Makassar, Netral.co.id– Otoritas Jasa Keuangan (OJK) resmi menerbitkan Peraturan OJK (POJK) Nomor 19 Tahun 2025 tentang Kemudahan Akses Pembiayaan kepada Usaha Mikro, Kecil, dan Menengah (POJK UMKM).
Regulasi ini hadir sebagai langkah strategis untuk memperkuat daya saing UMKM sekaligus mendorong pertumbuhan ekonomi nasional yang lebih inklusif.
Kepala Eksekutif Pengawas Perbankan OJK, Dian Ediana Rae, menjelaskan bahwa penerbitan POJK UMKM sejalan dengan agenda prioritas pemerintah dalam Asta Cita, yaitu penciptaan lapangan kerja baru, pemerataan ekonomi, dan pengentasan kemiskinan.

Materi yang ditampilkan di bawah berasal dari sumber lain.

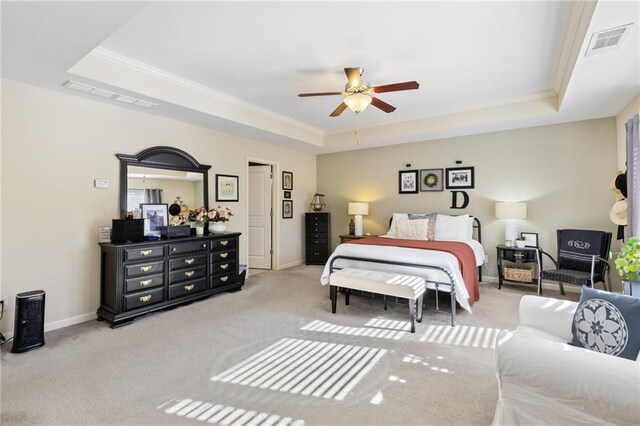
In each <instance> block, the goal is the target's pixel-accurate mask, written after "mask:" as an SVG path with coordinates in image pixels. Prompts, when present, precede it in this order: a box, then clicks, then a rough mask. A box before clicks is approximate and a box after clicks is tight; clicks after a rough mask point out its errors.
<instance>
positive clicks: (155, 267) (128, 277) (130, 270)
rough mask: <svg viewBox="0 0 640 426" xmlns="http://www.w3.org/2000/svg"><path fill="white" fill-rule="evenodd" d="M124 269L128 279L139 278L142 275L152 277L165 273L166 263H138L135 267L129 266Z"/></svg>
mask: <svg viewBox="0 0 640 426" xmlns="http://www.w3.org/2000/svg"><path fill="white" fill-rule="evenodd" d="M124 269H125V276H126V277H127V278H131V277H137V276H140V275H152V274H157V273H159V272H164V262H163V261H160V262H147V263H136V264H134V265H127V266H125V267H124Z"/></svg>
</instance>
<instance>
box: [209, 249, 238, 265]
mask: <svg viewBox="0 0 640 426" xmlns="http://www.w3.org/2000/svg"><path fill="white" fill-rule="evenodd" d="M234 260H236V252H235V250H231V251H228V250H227V251H217V252H214V253H211V263H215V262H225V261H226V262H231V261H234Z"/></svg>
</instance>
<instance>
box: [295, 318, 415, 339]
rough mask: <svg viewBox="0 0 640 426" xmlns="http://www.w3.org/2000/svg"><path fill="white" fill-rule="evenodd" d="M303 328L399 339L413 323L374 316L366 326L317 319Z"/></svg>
mask: <svg viewBox="0 0 640 426" xmlns="http://www.w3.org/2000/svg"><path fill="white" fill-rule="evenodd" d="M301 330H308V331H317V332H321V333H335V334H348V335H352V336H365V337H377V338H379V339H392V340H398V339H400V338H401V337H402V336H404V335H405V334H406V333H408V332H409V331H410V330H411V323H409V321H394V320H385V319H379V318H374V319H372V320H370V321H368V322H367V323H366V324H365V327H346V326H342V325H336V324H331V323H330V322H325V321H318V320H316V321H311V322H310V323H309V324H307V325H305V326H303V327H302V328H301Z"/></svg>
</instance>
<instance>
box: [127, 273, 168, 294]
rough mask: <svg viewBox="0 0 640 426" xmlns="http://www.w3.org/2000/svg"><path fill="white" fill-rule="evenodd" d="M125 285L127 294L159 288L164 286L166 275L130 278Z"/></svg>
mask: <svg viewBox="0 0 640 426" xmlns="http://www.w3.org/2000/svg"><path fill="white" fill-rule="evenodd" d="M125 283H126V284H125V291H126V292H127V293H131V292H132V291H139V290H144V289H147V288H153V287H158V286H161V285H163V284H164V274H157V275H146V276H143V277H138V278H129V279H128V280H126V281H125Z"/></svg>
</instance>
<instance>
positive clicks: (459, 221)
mask: <svg viewBox="0 0 640 426" xmlns="http://www.w3.org/2000/svg"><path fill="white" fill-rule="evenodd" d="M470 223H471V222H470V220H469V215H468V214H464V215H461V216H447V215H444V214H439V215H438V218H437V219H436V232H435V234H436V240H449V241H463V242H464V241H469V240H470V239H471V232H470V231H473V228H471V227H470V226H469V224H470Z"/></svg>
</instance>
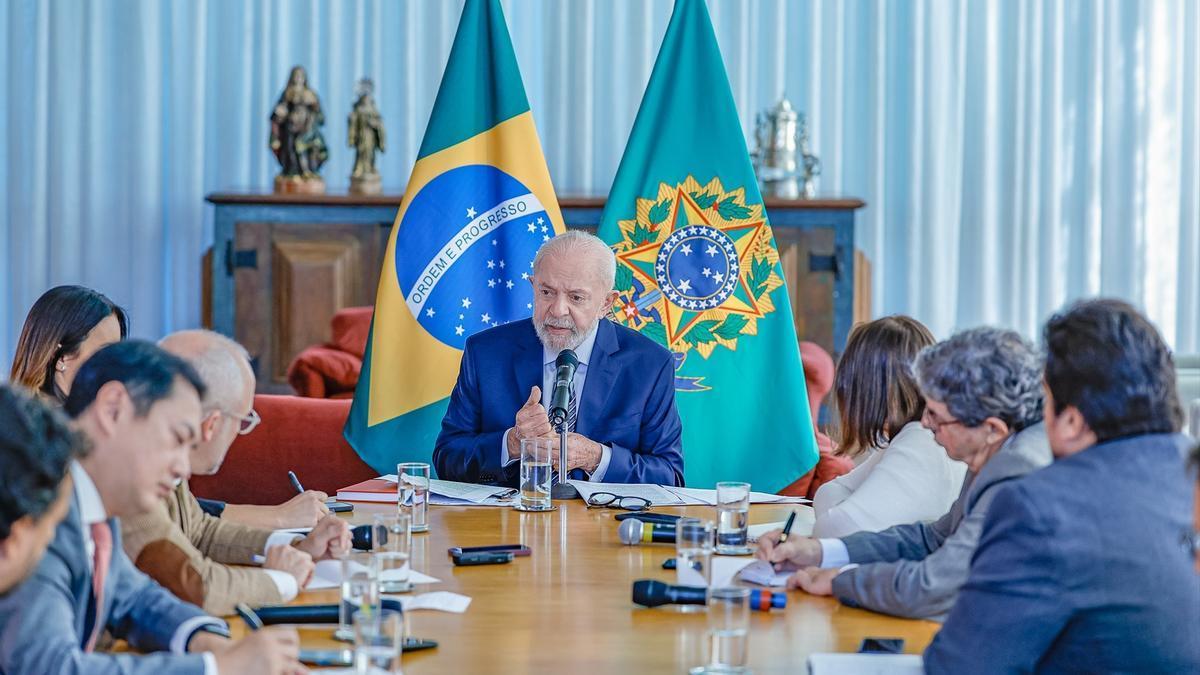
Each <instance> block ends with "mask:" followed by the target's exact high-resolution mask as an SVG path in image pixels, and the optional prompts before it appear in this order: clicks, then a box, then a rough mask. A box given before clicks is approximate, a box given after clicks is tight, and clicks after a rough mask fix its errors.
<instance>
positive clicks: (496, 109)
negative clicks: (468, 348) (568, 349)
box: [346, 0, 564, 473]
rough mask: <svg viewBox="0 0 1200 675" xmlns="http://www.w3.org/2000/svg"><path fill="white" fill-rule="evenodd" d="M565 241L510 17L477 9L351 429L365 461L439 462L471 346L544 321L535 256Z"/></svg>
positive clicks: (380, 464)
mask: <svg viewBox="0 0 1200 675" xmlns="http://www.w3.org/2000/svg"><path fill="white" fill-rule="evenodd" d="M563 229H564V228H563V216H562V214H560V213H559V210H558V199H557V198H556V196H554V189H553V186H551V183H550V171H548V169H547V168H546V160H545V157H544V156H542V153H541V143H540V142H539V141H538V131H536V129H535V127H534V123H533V114H532V113H530V112H529V102H528V100H527V98H526V94H524V85H523V84H522V82H521V72H520V71H518V70H517V60H516V54H514V52H512V41H511V40H510V38H509V31H508V26H506V25H505V23H504V13H503V11H502V10H500V4H499V1H498V0H467V2H466V4H464V6H463V10H462V17H461V18H460V20H458V32H457V34H456V35H455V40H454V46H452V47H451V49H450V59H449V61H448V62H446V70H445V73H444V74H443V76H442V85H440V88H439V89H438V96H437V100H436V101H434V103H433V112H432V113H431V115H430V124H428V126H427V127H426V130H425V138H424V141H422V142H421V149H420V153H419V154H418V157H416V165H415V166H414V167H413V173H412V175H410V178H409V179H408V189H407V190H406V191H404V201H403V203H402V204H401V207H400V210H398V211H397V214H396V222H395V225H394V227H392V228H391V237H390V238H389V240H388V250H386V253H385V256H384V262H383V270H382V271H380V274H379V291H378V294H377V295H376V311H374V318H373V321H372V323H371V336H370V339H368V340H367V351H366V356H365V358H364V362H362V375H361V376H360V378H359V384H358V389H356V390H355V393H354V405H353V407H352V408H350V417H349V419H348V420H347V423H346V440H347V441H349V443H350V444H352V446H353V447H354V449H355V450H356V452H358V453H359V456H361V458H362V460H364V461H366V462H367V464H370V465H371V466H372V467H374V468H376V471H379V472H380V473H391V472H395V471H396V462H397V461H430V459H431V456H432V454H433V443H434V441H436V440H437V435H438V430H439V428H440V424H442V417H443V416H444V414H445V411H446V404H448V399H449V396H450V390H451V389H454V384H455V380H456V378H457V377H458V363H460V359H461V357H462V350H463V346H464V344H466V341H467V337H469V336H470V335H472V334H474V333H476V331H479V330H482V329H485V328H490V327H493V325H499V324H502V323H506V322H510V321H516V319H520V318H526V317H528V316H530V315H532V313H533V287H532V285H530V283H529V282H528V277H529V275H530V273H532V267H533V257H534V253H535V252H536V251H538V247H539V246H541V243H542V241H545V240H547V239H550V238H552V237H553V235H554V234H557V233H559V232H563Z"/></svg>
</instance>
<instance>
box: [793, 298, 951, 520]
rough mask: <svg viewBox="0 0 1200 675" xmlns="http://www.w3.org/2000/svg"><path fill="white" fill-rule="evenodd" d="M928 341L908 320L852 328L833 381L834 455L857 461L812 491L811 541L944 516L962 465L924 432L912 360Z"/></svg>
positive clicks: (883, 320)
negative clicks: (822, 484)
mask: <svg viewBox="0 0 1200 675" xmlns="http://www.w3.org/2000/svg"><path fill="white" fill-rule="evenodd" d="M932 344H934V336H932V335H931V334H930V333H929V329H928V328H925V327H924V325H923V324H922V323H920V322H918V321H917V319H914V318H911V317H907V316H888V317H883V318H881V319H877V321H872V322H870V323H863V324H859V325H857V327H856V328H854V329H853V330H852V331H851V334H850V339H848V340H847V341H846V350H845V352H842V354H841V359H840V360H839V362H838V372H836V375H835V377H834V399H835V401H836V405H838V413H839V418H840V428H841V430H840V431H841V440H840V442H839V444H838V454H840V455H844V456H848V458H851V459H853V460H854V461H857V462H858V466H857V467H856V468H854V470H853V471H851V472H850V473H847V474H845V476H841V477H839V478H836V479H834V480H832V482H829V483H826V484H824V485H822V486H821V489H818V490H817V494H816V497H815V498H814V502H812V507H814V509H815V510H816V525H815V526H814V528H812V534H814V536H815V537H845V536H847V534H853V533H854V532H860V531H866V532H878V531H880V530H884V528H887V527H890V526H893V525H899V524H902V522H917V521H923V520H936V519H937V518H941V516H942V515H943V514H946V512H947V510H949V508H950V504H953V503H954V500H955V497H958V495H959V490H960V489H961V488H962V477H964V476H965V474H966V465H965V464H962V462H960V461H954V460H952V459H950V458H948V456H947V455H946V452H944V450H943V449H942V448H941V446H938V444H937V442H936V441H935V440H934V434H932V432H931V431H930V430H929V429H925V428H924V426H922V424H920V418H922V414H924V412H925V399H924V398H923V396H922V394H920V388H919V387H918V386H917V378H916V377H914V375H913V371H912V364H913V360H914V359H916V358H917V354H918V353H919V352H920V351H922V350H923V348H925V347H928V346H930V345H932Z"/></svg>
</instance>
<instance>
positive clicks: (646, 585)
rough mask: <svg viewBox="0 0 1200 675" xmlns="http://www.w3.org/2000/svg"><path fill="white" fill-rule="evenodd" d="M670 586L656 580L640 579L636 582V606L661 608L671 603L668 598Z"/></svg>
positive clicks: (635, 587) (635, 592) (634, 582)
mask: <svg viewBox="0 0 1200 675" xmlns="http://www.w3.org/2000/svg"><path fill="white" fill-rule="evenodd" d="M668 587H670V586H668V585H667V584H665V583H662V581H659V580H656V579H638V580H637V581H634V604H640V605H642V607H659V605H664V604H667V603H670V602H671V599H670V598H668V597H667V589H668Z"/></svg>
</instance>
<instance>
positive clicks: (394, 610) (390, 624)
mask: <svg viewBox="0 0 1200 675" xmlns="http://www.w3.org/2000/svg"><path fill="white" fill-rule="evenodd" d="M403 645H404V619H403V615H401V614H400V613H398V611H396V610H394V609H385V610H383V611H355V613H354V671H355V673H356V674H358V675H384V674H389V675H398V674H400V653H401V651H402V650H403Z"/></svg>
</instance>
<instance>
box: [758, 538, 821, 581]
mask: <svg viewBox="0 0 1200 675" xmlns="http://www.w3.org/2000/svg"><path fill="white" fill-rule="evenodd" d="M782 533H784V531H782V530H772V531H770V532H767V533H766V534H763V536H761V537H758V550H757V551H756V552H755V557H757V558H758V560H764V561H767V562H769V563H772V566H774V568H775V571H778V572H782V571H785V569H799V568H804V567H812V566H816V565H821V543H820V542H817V540H816V539H814V538H812V537H788V538H787V540H786V542H784V543H782V544H780V543H779V537H780V534H782Z"/></svg>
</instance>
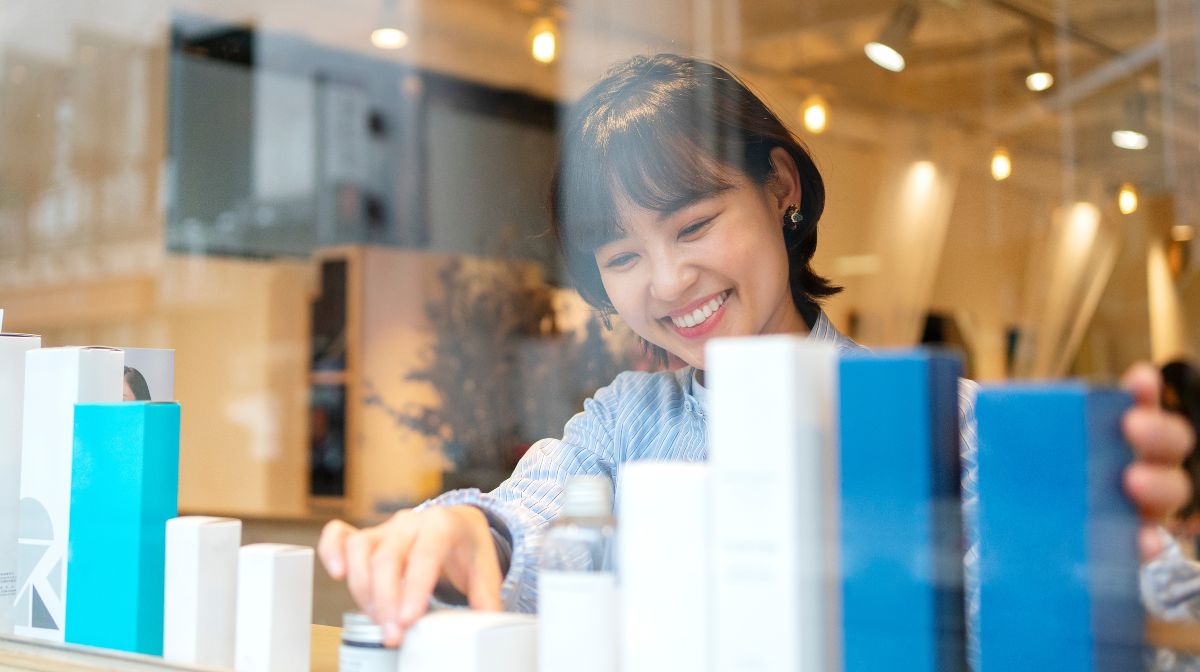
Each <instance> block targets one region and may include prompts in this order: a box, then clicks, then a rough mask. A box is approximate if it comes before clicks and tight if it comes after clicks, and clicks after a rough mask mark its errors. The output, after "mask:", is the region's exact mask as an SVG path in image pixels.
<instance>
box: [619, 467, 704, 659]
mask: <svg viewBox="0 0 1200 672" xmlns="http://www.w3.org/2000/svg"><path fill="white" fill-rule="evenodd" d="M618 484H619V493H618V508H619V510H618V515H617V520H618V521H619V526H618V528H617V529H618V532H617V534H618V540H617V552H618V559H617V566H618V568H619V569H620V590H622V593H620V613H622V618H620V630H622V635H620V642H622V646H620V648H622V665H620V668H622V671H623V672H659V671H662V670H694V671H696V672H703V671H704V670H709V668H710V662H712V648H710V643H712V638H710V637H709V625H710V623H709V619H710V618H712V614H710V610H709V590H710V587H712V565H710V563H709V558H710V557H712V546H710V544H709V516H708V500H709V487H708V466H707V464H702V463H691V464H689V463H683V462H631V463H625V464H624V466H623V467H622V469H620V474H619V479H618Z"/></svg>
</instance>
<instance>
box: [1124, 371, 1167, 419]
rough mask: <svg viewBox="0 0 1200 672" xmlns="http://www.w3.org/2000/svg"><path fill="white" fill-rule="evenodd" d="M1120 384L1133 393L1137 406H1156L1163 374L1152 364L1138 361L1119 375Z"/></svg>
mask: <svg viewBox="0 0 1200 672" xmlns="http://www.w3.org/2000/svg"><path fill="white" fill-rule="evenodd" d="M1121 386H1122V388H1124V389H1126V390H1127V391H1128V392H1129V394H1132V395H1133V400H1134V402H1135V403H1136V404H1138V406H1145V407H1153V408H1158V400H1159V394H1160V392H1162V389H1163V376H1162V373H1159V372H1158V370H1157V368H1154V366H1153V365H1152V364H1148V362H1145V361H1142V362H1138V364H1135V365H1133V366H1130V367H1129V370H1128V371H1126V374H1124V376H1122V377H1121Z"/></svg>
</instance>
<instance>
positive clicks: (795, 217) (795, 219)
mask: <svg viewBox="0 0 1200 672" xmlns="http://www.w3.org/2000/svg"><path fill="white" fill-rule="evenodd" d="M803 221H804V215H802V214H800V206H799V205H797V204H794V203H793V204H791V205H788V206H787V210H786V211H785V212H784V226H785V227H786V228H787V230H791V232H794V230H798V229H799V228H800V222H803Z"/></svg>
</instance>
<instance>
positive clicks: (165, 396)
mask: <svg viewBox="0 0 1200 672" xmlns="http://www.w3.org/2000/svg"><path fill="white" fill-rule="evenodd" d="M121 350H122V352H124V353H125V392H124V394H125V401H175V350H172V349H166V348H121Z"/></svg>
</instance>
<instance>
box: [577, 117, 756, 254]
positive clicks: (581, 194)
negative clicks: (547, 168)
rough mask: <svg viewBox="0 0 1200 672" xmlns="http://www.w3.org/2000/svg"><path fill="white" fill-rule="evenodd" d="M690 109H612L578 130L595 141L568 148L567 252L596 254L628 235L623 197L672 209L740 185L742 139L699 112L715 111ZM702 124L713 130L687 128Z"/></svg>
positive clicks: (645, 204)
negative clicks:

“Dengan diberlakukannya POJK ini, Bank dan LKNB (Lembaga Keuangan Nonbank) diharapkan menghadirkan pendekatan yang lebih inovatif untuk menyediakan produk keuangan sesuai kebutuhan segmen UMKM, mulai dari usaha mikro hingga usaha menengah,” ujarnya dalam keterangan resmi, Kamis (2/10/2025).
Melalui aturan ini, OJK menekankan pentingnya perbankan dan LKNB memberikan akses pembiayaan yang lebih mudah, cepat, tepat, murah, dan inklusif dengan tetap menjaga prinsip kehati-hatian. Sejumlah kebijakan yang diatur di antaranya:
- Penyederhanaan syarat dan penilaian kelayakan UMKM.
- Skema pembiayaan sesuai karakteristik usaha, termasuk penerimaan jaminan berupa kekayaan intelektual.
3.Percepatan proses bisnis dengan Pemeringkat Kredit Alternatif (PKA). - Penetapan biaya pembiayaan yang wajar.
- Dukungan inisiatif kemudahan lain dari otoritas maupun pemerintah.
Selain aspek kemudahan, POJK UMKM juga mengatur kewajiban setiap Bank dan LKNB untuk menyusun rencana penyaluran pembiayaan kepada UMKM serta melaporkan realisasinya kepada OJK.
Hingga Juli 2025, kredit nasional tumbuh 7,03 persen (yoy) menjadi Rp8.043,2 triliun. Namun, pertumbuhan kredit UMKM hanya mencapai 1,82 persen, jauh di bawah pertumbuhan kredit korporasi sebesar 9,59 persen. Hal ini menunjukkan masih adanya tantangan besar dalam mendorong pembiayaan UMKM.
Dian menegaskan, POJK UMKM merupakan tindak lanjut amanat UU Nomor 4 Tahun 2023 tentang Pengembangan dan Penguatan Sektor Keuangan (UU P2SK) yang telah dikonsultasikan dengan DPR RI.
“Aturan ini tidak hanya untuk memperluas akses keuangan, tapi juga mendorong inovasi pembiayaan digital dan memastikan tata kelola yang sehat dalam pembiayaan UMKM,” jelasnya.
Aturan ini juga mengatur insentif bagi bank dan LKNB yang aktif memberikan kemudahan akses pembiayaan, serta menegaskan ketentuan terkait hapus buku atau hapus tagih dalam pembiayaan UMKM.
POJK ini mencakup seluruh bank umum, BPR dan BPR Syariah, serta LKNB baik konvensional maupun syariah. LKNB yang tercakup antara lain perusahaan pembiayaan, modal ventura, lembaga keuangan mikro, penyelenggara layanan pendanaan berbasis teknologi (fintech lending), perusahaan pergadaian, hingga lembaga khusus seperti LPEI dan PT Permodalan Nasional Madani (PNM).
Dengan regulasi ini, OJK berharap terbentuk ekosistem pembiayaan UMKM yang lebih sehat, inklusif, dan berkelanjutan.
“UMKM harus menjadi motor penggerak utama perekonomian Indonesia. Karena itu, dukungan regulasi dan pembiayaan yang memadai menjadi kunci,” tutup Dian.